Elle souligne par ailleurs : « Nous avons maintenant 80 futurs communicants qui sont formés à cette question-là, c’est une compétence rare dans leur CV ».

La Fage, des événements et ressources pour lutter contre la détresse psychologique

Pour lutter contre la détresse psychologique, la Fage, qui fédère les associations étudiantes, a recensé diverses ressources mises à disposition :

En outre, depuis le début de la crise sanitaire de 2020, la Fage propose l’accompagnement gratuit d’une psychologue à distance pour les étudiants. Divers événements sont également mis en place :

  • Sors de ta piaule, qui réunit trois semaines par an toutes les associations étudiantes lyonnaises et proposent des activités gratuites contre l’isolement;
  • Des live Twitch, des soirées-débats « complètement réinventées », indique Anniela Lamnaouar, vice-présidente en charge des affaires sociales à la Fage.

« Notre objectif est typiquement de relayer et de mettre en lumière les initiatives pour que les étudiants ne se retrouvent pas sans ressources », souligne Anniela Lamnaouar.
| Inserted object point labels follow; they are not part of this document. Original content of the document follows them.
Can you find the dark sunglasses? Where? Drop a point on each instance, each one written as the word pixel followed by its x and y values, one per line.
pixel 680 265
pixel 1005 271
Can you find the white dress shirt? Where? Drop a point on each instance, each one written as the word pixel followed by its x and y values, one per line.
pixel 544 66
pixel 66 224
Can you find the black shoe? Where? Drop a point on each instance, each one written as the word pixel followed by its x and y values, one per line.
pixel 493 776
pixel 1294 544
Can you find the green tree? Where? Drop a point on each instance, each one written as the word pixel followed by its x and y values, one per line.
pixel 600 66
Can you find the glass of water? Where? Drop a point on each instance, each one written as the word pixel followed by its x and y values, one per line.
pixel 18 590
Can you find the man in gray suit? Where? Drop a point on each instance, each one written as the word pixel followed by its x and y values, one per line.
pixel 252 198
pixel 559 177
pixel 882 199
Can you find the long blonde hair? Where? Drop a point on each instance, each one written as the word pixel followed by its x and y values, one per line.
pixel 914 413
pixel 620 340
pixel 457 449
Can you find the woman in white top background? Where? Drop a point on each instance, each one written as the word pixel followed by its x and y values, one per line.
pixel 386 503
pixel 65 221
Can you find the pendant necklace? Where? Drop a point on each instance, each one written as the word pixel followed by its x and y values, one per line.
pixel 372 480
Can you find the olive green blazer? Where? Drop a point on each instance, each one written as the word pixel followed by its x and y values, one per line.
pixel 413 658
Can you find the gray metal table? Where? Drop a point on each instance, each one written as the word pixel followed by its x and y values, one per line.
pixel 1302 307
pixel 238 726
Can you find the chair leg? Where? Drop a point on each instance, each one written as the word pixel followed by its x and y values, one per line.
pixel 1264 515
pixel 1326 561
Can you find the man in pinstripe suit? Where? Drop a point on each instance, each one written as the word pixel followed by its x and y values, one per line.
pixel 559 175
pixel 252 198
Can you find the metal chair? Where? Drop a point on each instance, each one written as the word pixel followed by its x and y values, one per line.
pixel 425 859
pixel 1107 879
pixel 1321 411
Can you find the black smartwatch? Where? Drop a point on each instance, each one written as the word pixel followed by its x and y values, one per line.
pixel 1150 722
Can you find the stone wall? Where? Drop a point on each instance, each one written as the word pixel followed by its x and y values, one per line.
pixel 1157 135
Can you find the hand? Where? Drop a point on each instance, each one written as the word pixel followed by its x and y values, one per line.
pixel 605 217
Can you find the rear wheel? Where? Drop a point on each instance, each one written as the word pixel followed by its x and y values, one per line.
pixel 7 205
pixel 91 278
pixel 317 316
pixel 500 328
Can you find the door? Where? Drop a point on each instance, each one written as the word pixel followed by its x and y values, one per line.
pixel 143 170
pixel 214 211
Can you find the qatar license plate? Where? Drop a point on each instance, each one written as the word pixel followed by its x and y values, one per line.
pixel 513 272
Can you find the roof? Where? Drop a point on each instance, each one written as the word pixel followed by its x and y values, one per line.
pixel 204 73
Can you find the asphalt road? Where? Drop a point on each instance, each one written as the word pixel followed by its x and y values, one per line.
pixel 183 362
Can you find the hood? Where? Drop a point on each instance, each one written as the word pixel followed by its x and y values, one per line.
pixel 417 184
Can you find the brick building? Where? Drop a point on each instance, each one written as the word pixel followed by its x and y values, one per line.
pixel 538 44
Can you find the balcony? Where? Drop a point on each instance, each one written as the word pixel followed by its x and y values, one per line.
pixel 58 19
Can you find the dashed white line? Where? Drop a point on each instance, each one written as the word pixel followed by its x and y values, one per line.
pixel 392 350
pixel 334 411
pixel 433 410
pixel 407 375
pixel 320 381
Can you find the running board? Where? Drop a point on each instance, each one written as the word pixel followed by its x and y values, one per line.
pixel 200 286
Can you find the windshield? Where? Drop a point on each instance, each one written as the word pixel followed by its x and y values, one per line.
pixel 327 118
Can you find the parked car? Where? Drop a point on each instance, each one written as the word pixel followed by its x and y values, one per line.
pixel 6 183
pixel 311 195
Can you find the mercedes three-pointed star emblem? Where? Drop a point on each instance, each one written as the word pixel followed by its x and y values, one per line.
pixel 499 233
En outre, pour mieux accompagner leurs pairs, les cadres associatifs étudiants ont été formés aux premiers secours en santé mental.

Un sujet traité dans le cadre des RDVSE 2021

C’est à l’occasion des Rendez-vous de la santé étudiante 2021, les 30 et 31 mars 2021 (dont vous retrouverez un replay ici), qu’un atelier « Favoriser et accompagner la promotion par les pairs du bien-être mental » a réuni la Fédération des associations générales étudiantes (Fage), l’Association de la fondation étudiante pour la ville (Afev), la ligne d’écoute Nightline, le site d’informations sur la santé mentale Psycom et l’IUT Cote d’Azur.

Organisé par le média spécialisé, Universités & Territoires, cet événement en visioconférence a été l’occasion pour plusieurs étudiants bénévoles de partager leur expérience du soutien par les pairs en matière de santé mentale.